State Sen. Karen Peterson is the lead sponsor of Senate Bill 19, which would overturn Delaware's death penalty.
"If there were any other public policy that was so expensive, so time-consuming, so discriminatory, so arbitrary, and served no purpose other than vengeance, we would repeal it in a heartbeat," said the Democrat who represents the Stanton area.
Peterson says the death penalty has been unfairly applied to poor minorities who can't afford good enough lawyers.
"We know that rich people don't get executed," she said. "But the poor, the mentally ill, the drug addicted and people of color do."
The bill also has support from some Republicans including Sen. Gary Simpson. The Senate Minority Leader who represents Milford is also a sponsor of the bill. He says nationwide, for every nine inmates executed, one is exonerated.

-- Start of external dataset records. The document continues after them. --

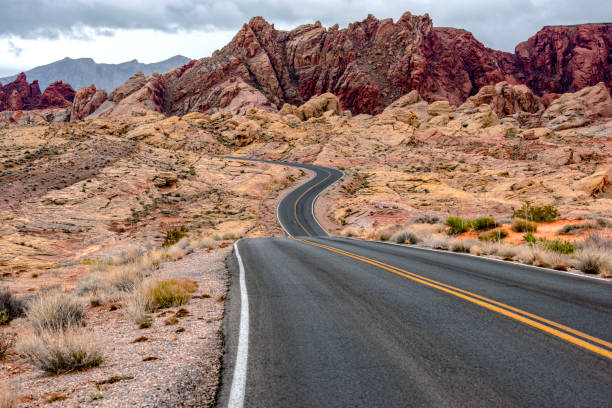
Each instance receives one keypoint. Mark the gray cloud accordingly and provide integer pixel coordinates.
(498, 24)
(15, 50)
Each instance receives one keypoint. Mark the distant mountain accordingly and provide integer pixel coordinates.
(85, 71)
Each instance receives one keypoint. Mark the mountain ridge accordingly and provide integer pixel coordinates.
(82, 72)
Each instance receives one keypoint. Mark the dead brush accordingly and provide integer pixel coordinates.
(55, 311)
(62, 352)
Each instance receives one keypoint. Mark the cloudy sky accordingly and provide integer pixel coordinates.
(37, 32)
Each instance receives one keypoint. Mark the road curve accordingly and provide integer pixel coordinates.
(336, 322)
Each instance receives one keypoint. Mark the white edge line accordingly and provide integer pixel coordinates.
(237, 391)
(315, 200)
(485, 258)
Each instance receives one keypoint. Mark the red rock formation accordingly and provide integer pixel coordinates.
(86, 101)
(373, 62)
(57, 95)
(21, 95)
(563, 59)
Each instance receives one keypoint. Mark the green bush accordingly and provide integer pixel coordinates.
(544, 213)
(530, 238)
(558, 245)
(10, 306)
(457, 225)
(493, 235)
(174, 235)
(483, 223)
(524, 226)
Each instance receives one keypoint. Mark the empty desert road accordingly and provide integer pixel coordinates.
(317, 321)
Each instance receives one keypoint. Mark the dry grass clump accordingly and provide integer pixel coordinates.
(437, 242)
(168, 292)
(462, 245)
(6, 342)
(520, 225)
(10, 306)
(7, 399)
(496, 234)
(55, 311)
(62, 352)
(406, 236)
(593, 261)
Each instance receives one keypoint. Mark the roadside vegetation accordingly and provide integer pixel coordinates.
(485, 236)
(56, 340)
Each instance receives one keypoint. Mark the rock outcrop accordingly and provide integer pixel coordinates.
(561, 59)
(21, 95)
(506, 99)
(86, 101)
(372, 63)
(577, 109)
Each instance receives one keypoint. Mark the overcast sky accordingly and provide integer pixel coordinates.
(37, 32)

"If we say that we’ve killed one innocent person out of 100, that’s one too many for me, but one out of nine is just horrendous in my view," he said.

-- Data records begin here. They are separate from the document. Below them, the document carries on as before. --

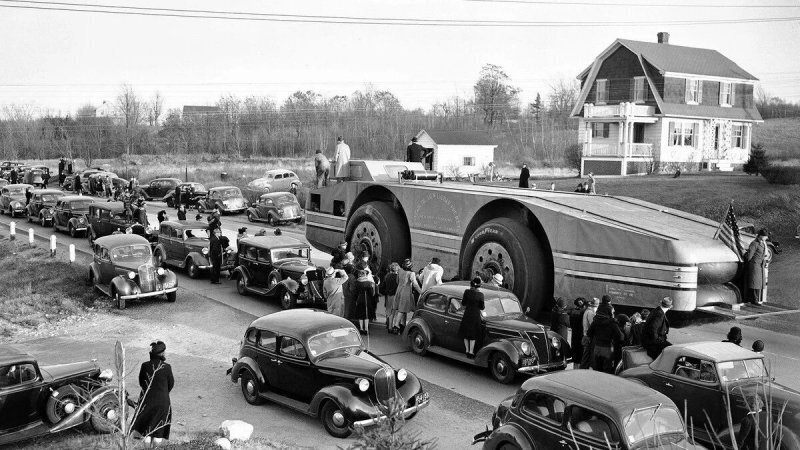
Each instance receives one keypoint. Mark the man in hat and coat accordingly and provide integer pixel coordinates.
(154, 411)
(656, 329)
(757, 260)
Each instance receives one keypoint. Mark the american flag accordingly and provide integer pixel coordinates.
(728, 232)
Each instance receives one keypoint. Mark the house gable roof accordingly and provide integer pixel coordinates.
(451, 137)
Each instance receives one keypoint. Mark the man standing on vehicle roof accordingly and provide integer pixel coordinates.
(342, 159)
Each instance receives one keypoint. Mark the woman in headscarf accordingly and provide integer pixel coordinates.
(154, 413)
(470, 328)
(404, 297)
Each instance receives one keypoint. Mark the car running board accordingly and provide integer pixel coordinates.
(453, 355)
(297, 405)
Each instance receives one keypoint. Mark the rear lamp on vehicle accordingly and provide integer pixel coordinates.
(363, 384)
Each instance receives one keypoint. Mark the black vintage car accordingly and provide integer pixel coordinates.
(37, 400)
(40, 209)
(124, 269)
(158, 188)
(70, 212)
(279, 266)
(185, 244)
(105, 218)
(316, 363)
(512, 342)
(584, 409)
(191, 193)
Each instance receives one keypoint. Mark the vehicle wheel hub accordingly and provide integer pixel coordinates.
(492, 258)
(338, 418)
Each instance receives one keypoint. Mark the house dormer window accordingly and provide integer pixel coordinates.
(694, 92)
(639, 90)
(726, 93)
(602, 92)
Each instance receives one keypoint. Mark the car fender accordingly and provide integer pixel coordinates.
(247, 363)
(502, 346)
(511, 434)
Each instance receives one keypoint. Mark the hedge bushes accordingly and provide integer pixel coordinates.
(781, 174)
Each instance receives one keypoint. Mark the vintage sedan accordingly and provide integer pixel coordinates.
(584, 409)
(40, 209)
(191, 192)
(275, 208)
(105, 218)
(12, 199)
(279, 266)
(70, 213)
(705, 376)
(123, 268)
(511, 343)
(316, 363)
(36, 400)
(158, 188)
(277, 180)
(228, 198)
(185, 244)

Opponents of repeal effort
Delaware Attorney General Beau Biden's office issued a brief statement from Biden, who has pursued the death penalty for those convicted of the most heinous crimes.
In the statement, Biden simply says, "My position has not changed."

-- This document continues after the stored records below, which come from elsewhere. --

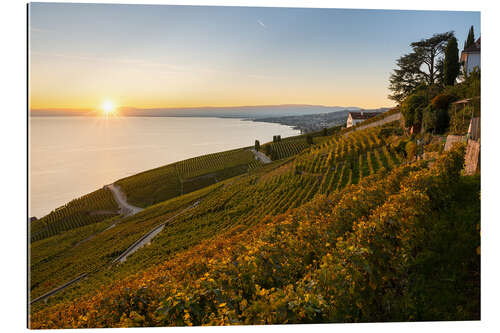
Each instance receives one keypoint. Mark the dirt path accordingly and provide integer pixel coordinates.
(149, 236)
(260, 156)
(126, 209)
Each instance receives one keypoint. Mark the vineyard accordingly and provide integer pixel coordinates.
(241, 202)
(160, 184)
(88, 209)
(373, 239)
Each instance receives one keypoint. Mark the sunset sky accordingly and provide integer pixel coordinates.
(183, 56)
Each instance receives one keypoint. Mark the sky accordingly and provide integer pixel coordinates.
(154, 56)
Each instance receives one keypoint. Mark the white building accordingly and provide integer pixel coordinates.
(356, 117)
(471, 57)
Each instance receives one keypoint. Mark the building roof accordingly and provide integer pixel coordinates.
(363, 114)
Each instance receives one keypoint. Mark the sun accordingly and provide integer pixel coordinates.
(108, 107)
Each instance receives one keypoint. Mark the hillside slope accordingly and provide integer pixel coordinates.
(345, 229)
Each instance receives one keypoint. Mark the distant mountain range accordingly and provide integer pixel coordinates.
(249, 112)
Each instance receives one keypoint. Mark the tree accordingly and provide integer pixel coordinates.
(451, 63)
(268, 149)
(420, 66)
(257, 145)
(470, 38)
(412, 108)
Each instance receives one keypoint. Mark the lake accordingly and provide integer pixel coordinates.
(72, 156)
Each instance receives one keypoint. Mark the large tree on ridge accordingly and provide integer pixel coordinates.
(451, 62)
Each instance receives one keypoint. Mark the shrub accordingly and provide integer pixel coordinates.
(411, 150)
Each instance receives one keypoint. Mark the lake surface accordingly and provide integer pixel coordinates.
(72, 156)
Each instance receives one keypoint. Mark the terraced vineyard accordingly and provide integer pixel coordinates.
(160, 184)
(235, 204)
(88, 209)
(235, 260)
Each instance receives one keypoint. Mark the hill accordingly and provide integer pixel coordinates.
(346, 228)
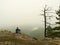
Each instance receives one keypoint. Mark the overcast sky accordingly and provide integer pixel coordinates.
(17, 12)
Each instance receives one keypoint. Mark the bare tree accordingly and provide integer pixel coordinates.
(45, 11)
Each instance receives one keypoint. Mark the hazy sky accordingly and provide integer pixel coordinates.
(17, 12)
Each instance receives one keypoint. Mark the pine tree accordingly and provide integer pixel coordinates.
(58, 18)
(56, 29)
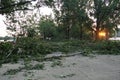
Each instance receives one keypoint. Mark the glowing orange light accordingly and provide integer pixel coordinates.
(102, 34)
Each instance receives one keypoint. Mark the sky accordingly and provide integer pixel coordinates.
(3, 31)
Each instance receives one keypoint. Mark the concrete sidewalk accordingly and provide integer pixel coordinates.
(101, 67)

The Delaware Police Chiefs' Council also stands in opposition of the repeal bill. The group has planned a news conference for Wednesday to release a position paper against the repeal effort, according to DPCC Executive Director Martin Johnson.
Despite the opposition, Simpson is optimistic the bill will be approved by the General Assembly. Although Simpson admits there are a number of constituents in his district who favor the death penalty, he believes they'll come around.
"I don’t think that we will have an uphill battle," Simpson said. "I know that there are a lot of people, especially in my district that are pro-death penalty, and I’m hopeful that we can present enough facts that we can change their opinion about carrying through on the death penalty in Delaware."
Delaware carried out death penalty executions by hanging until the mid 1990's.
Billy Bailey was convicted in 1980 for the murder of 80-year-old Gilbert Lambertson and his 73-year-old wife, Clara. Delaware adopted lethal injection as a death penalty execution in 1986, but Bailey had the option of asking for hanging. The gallows were dismantled in 2003.